You can also use multiple y-axes as follows:

# Fill in the details, see http://matplotlib.org/examples/api/two_scales.html
fig, ax1 = plt.subplots()
ax1.plot()
ax1.set_ylabel("Closing Price")

ax2 = ax1.twinx()
ax2.plot()
ax2.set_ylabel('Volume')
ax2.set_xlabel('Date')

plt.show()

We can also easily make smoothed curves by computing means over moving windows.

%matplotlib inline
rolling_mean = df["Open"].rolling(window=10).mean()
plt.plot(range(len(rolling_mean)), rolling_mean)
plt.title("Smoothed VTI Price Data")
plt.show()

Compare to the visualizations here. You can always put more work into a visualization's aesthetics, so focus on accuracy and proper labelling at first.

Error bars and filled plots

Often we want to indicate that our data is noisy or contains measurement error. Let's construct a dataset.

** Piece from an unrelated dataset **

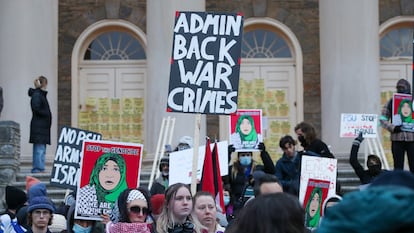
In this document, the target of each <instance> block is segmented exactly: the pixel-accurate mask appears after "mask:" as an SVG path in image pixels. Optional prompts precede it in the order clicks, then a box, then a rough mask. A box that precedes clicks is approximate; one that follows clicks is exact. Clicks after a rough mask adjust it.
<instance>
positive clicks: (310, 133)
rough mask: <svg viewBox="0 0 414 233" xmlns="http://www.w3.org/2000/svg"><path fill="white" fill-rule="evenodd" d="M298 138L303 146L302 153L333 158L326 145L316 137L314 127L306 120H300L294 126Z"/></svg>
mask: <svg viewBox="0 0 414 233" xmlns="http://www.w3.org/2000/svg"><path fill="white" fill-rule="evenodd" d="M295 132H296V134H297V135H298V140H299V142H300V144H301V146H302V147H303V149H304V151H303V152H302V154H305V155H311V156H312V155H314V156H321V157H326V158H334V156H333V154H332V153H331V151H330V150H329V148H328V146H327V145H326V144H325V143H324V142H323V141H322V140H320V139H319V138H317V137H316V131H315V128H314V127H313V126H312V125H311V124H309V123H306V122H301V123H299V124H297V125H296V126H295Z"/></svg>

# Check: do you understand this code?
import numpy as np
from scipy import stats
import random
data = []
for i in range(50):
    m = random.randint(5 + i, 15 + i)
    s = random.randint(4, 8)
    dist = stats.norm(m, s)
    draws = dist.rvs(30)
    data.append([np.mean(draws), np.std(draws)])
df = pd.DataFrame(data, columns=["Mean", "Std"])
df.head()

# Now we can plot with error bars
plt.errorbar(range(len(df)), df["Mean"], yerr=df["Std"])
plt.title("Error Bar Example")

# Confidence interval: 68%
plt.errorbar(range(len(df)), df["Mean"])
lower = df["Mean"] - df["Std"]
upper = df["Mean"] + df["Std"]
plt.fill_between(range(len(df)), lower, upper, alpha=0.5)
plt.title("CI Example")

Exercise

  • Modify the previous example to a 95% confidence interval (two standard deviations).

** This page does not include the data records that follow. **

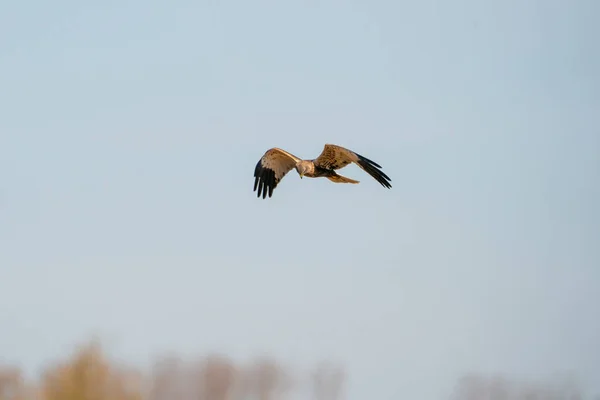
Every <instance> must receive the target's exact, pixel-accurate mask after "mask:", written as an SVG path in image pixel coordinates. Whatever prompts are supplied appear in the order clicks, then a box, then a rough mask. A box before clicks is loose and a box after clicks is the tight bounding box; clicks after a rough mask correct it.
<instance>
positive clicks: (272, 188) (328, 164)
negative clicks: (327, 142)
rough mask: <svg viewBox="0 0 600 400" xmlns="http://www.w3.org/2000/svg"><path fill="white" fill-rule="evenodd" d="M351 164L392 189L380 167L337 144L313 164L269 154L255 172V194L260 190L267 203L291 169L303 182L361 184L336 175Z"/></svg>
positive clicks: (325, 150)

  • Try to make a similar plot with the Mauna Loa atmospheric carbon data set "co2_mm_mlo.txt"

import pandas as pd
columns = ["year", "month", "decimal_date", "average", "iffrdcgfffffffffffffffffffffnterpolated", "trend", "days"]
# df = pd.read_csv(os.path.join("datasets", "co2_mm_mlo.txt"), comment="#",
#                  delim_whitespace=True, names=columns)
df = pd.read_csv("datasets/co2_mm_mlo.txt", comment="#",
                 delim_whitespace=True, names=columns)
df.head()

Exercises

For each of the remaining data sets:

Work through the following exercises:

  • Make a pairplot on a subset of four categories (if possible). Use the vars=["column1", "columnb", ..] to prevent seaborn from making too many plots

  • Pick two continuous variables and make a scatter plot with matplotlib, a density plot with seaborn, and a joint plot with seaborn

  • If there are any categorical variables, make boxplots and violin plots for each of the categorical variables

  • Make at least one plot that has dual-axes or two stacked plots

Feel free to try to make any other plots that might seem interesting! If so please share with the class.

Exercises

Pick one of the datasets available here, such as the exoplanets dataset planets.csv or the diet and exercise data set exercise.csv (or another). Practice the plots you learned above and try to make an awesome plot.

If you need some ideas on different types of plots, checkout:

Bokeh

Bokeh is another visualization library. There are many example notebooks -- pick one and work through it.